An entire generation did not enter the Promised Land because they caved in to the murmuring spirit. Numbers 14:28-30 (AMP) tells us: “Say to them, ‘As I live,’ says the Lord, ‘just what you have spoken in My hearing I will most certainly do to you; your dead bodies will fall in this wilderness, even all who were numbered of you, your entire number from twenty years old and upward, who have murmured against Me” (James 5:9).
When we murmur against our God-appointed leaders, we’re murmuring against God. We’re complaining that we don’t like the leadership He assigned to us.
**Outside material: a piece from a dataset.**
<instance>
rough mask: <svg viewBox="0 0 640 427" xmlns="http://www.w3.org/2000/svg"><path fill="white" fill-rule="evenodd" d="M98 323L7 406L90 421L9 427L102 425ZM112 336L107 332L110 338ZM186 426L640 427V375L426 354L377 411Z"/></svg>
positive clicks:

For Miriam, it brought a manifestation of a curse on her life. God inflicted the curse of leprosy on people who committed sins.
Disciplined for Murmuring
Look what happened to Miriam in Numbers 12:9-16: “And the anger of the Lord was kindled against Miriam and Aaron, and He departed. But when the cloud had withdrawn from over the tent, behold, Miriam was leprous, as white as snow. And Aaron turned and looked at Miriam, and behold, she was leprous.
“Then Aaron said to Moses, ‘Oh, my lord, I plead with you, do not account this sin to us, in which we have acted foolishly and in which we have sinned. Oh, do not let her be like one dead, already half decomposed when he comes from his mother’s womb.
“So Moses cried out to the Lord, saying, ‘Heal her please, O God, I plead with You!’ But the Lord said to Moses, ‘If her father had but spit in her face, would she not bear her shame for seven days? Let her be shut up outside the camp for seven days, and afterward she may return.’ So Miriam was shut up outside the camp for seven days, and the people did not move on until Miriam was brought in again [and declared ceremonially clean from her leprosy].”
People who have a habit of murmuring against their leaders need to be disciplined. They need to understand the danger of what they are doing for their own sake. We have too many spiritual lepers in the church today. God love them, and He wants to them to repent. Murmurers need to take some time to pray and ask the Lord to help them break free from the Miriam spirit.
Murmurers need to repent and be cleansed from the unrighteousness of murmuring. They need to be restored in a spirit of gentleness (see Galatians 6:1). But they must be confronted. Murmuring is serious business in the Kingdom, and it opens the murmurer up to spiritual attack. It’s mercy to confront them. It’s for their own safety.